At the other end of the income scale, in some parts of the North West workers fare much better. Just 12.4 per cent of jobs in Blackley and Broughton pay less than the living wage, followed by Salford and Eccles (12.7 per cent), Manchester Central (15.6 per cent), and Crewe and Nantwich (16.5 per cent).

MP Rosie said:
“It is disappointing to see West Lancashire near the top of the list of living wage blackspots.

“I have campaigned in recent times for gender pay gap transparency and have been actively campaigning for the closing of the gender pay gap.

“There are far too many hard-working families in West Lancashire who despite being in work still find it difficult to make ends meet. High prices and falling real wages add pressure to the cost of living, which is why I am backing action to secure a living wage.

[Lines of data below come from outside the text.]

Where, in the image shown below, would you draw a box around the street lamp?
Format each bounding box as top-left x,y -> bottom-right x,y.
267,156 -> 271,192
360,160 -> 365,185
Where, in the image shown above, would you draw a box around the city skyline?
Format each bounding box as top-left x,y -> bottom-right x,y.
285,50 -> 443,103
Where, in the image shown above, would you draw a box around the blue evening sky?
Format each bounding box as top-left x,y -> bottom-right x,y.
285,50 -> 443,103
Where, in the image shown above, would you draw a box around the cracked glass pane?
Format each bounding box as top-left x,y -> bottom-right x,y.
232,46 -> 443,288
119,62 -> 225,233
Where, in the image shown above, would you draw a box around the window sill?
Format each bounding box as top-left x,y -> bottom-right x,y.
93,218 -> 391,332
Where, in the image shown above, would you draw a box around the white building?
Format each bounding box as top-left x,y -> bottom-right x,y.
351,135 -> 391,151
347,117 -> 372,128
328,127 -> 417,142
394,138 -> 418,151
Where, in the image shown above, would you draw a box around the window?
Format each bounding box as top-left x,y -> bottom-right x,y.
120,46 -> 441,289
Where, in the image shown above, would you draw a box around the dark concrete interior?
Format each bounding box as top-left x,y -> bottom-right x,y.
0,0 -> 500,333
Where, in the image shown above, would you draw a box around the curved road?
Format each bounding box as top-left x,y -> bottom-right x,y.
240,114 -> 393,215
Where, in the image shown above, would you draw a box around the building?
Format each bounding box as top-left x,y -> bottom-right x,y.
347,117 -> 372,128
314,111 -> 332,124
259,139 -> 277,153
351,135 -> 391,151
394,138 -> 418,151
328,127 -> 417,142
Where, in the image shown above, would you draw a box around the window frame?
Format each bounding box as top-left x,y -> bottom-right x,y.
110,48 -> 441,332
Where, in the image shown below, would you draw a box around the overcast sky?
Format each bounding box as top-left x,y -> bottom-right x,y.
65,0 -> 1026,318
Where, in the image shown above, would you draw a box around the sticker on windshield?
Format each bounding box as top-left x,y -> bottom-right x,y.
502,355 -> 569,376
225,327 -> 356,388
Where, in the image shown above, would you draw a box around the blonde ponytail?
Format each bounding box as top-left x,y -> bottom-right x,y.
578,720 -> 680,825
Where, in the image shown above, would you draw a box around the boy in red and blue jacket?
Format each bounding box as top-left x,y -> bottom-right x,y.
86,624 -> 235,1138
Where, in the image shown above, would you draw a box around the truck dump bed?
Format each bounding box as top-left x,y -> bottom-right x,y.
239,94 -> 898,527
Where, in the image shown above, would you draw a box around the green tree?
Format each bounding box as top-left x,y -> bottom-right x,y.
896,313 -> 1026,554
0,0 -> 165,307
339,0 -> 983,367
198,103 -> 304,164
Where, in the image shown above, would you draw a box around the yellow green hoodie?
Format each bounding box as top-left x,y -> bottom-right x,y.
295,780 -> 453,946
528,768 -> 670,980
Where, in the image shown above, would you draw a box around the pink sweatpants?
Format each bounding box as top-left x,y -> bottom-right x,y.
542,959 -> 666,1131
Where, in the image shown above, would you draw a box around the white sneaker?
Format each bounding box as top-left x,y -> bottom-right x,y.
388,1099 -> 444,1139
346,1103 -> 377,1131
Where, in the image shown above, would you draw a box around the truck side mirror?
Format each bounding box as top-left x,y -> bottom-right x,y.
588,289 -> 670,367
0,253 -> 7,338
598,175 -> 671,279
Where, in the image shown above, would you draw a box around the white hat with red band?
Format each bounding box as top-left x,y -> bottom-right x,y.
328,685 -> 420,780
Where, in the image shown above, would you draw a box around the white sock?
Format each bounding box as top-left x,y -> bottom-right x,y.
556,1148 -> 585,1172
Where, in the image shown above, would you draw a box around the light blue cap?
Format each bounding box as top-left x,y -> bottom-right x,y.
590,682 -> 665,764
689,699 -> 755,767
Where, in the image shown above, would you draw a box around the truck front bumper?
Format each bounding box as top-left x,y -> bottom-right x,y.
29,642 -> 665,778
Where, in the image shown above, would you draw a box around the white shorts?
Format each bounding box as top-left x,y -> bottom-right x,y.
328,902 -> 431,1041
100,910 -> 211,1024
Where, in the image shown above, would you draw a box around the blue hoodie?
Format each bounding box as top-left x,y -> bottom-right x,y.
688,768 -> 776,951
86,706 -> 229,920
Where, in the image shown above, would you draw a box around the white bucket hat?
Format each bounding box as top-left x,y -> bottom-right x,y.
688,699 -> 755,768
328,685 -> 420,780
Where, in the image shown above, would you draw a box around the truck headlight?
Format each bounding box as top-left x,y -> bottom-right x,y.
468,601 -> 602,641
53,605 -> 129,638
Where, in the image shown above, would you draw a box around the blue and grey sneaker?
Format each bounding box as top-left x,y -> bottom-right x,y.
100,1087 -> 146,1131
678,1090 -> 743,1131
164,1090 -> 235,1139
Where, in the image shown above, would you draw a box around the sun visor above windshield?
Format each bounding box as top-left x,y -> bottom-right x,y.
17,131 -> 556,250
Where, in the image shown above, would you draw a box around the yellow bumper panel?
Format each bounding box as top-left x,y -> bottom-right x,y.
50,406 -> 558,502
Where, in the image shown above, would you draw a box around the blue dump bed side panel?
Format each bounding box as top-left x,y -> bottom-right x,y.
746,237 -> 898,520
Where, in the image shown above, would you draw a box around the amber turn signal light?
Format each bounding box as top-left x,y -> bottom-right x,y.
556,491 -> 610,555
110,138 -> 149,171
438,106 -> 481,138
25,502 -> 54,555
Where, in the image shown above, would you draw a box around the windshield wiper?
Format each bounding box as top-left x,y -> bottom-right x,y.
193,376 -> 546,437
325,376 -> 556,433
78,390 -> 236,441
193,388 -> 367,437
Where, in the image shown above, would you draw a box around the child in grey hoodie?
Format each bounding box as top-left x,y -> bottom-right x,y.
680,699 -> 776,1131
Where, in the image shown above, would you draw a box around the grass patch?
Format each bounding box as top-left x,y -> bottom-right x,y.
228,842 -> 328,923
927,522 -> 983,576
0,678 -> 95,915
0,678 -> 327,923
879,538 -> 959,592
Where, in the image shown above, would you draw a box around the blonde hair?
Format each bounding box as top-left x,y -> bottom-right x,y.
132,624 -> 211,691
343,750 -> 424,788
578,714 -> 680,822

“We need to build on the national minimum wage to ensure that paid work keeps pace with the cost of living and therefore can ensure those in work are able to live, not just merely survive.”

North West TUC Regional Secretary Lynn Collins said:
“Extending the living wage is a vital step towards tackling the growing problem of in-work poverty here in the North West and Britain as a whole.

“Working families have experienced the biggest squeeze on their living standards since Victorian times, and these living wage figures show that women have been hit the hardest.

“Pay has been squeezed at all levels below the boardroom, and it’s time that the government and employers recognised that Britain Needs a Pay Rise. Without action on pay and the living wage it will take years to get spending power back into our economy.

“The number of living wage employers are growing rapidly, which is great news and unions are playing their part in encouraging more employers to sign up and pay it.

“But we need to see a far wider commitment to pay the living wage from government, employers and modern wages councils – to drive up productivity and set higher minimum rates in industries where employers can afford to pay their staff more.”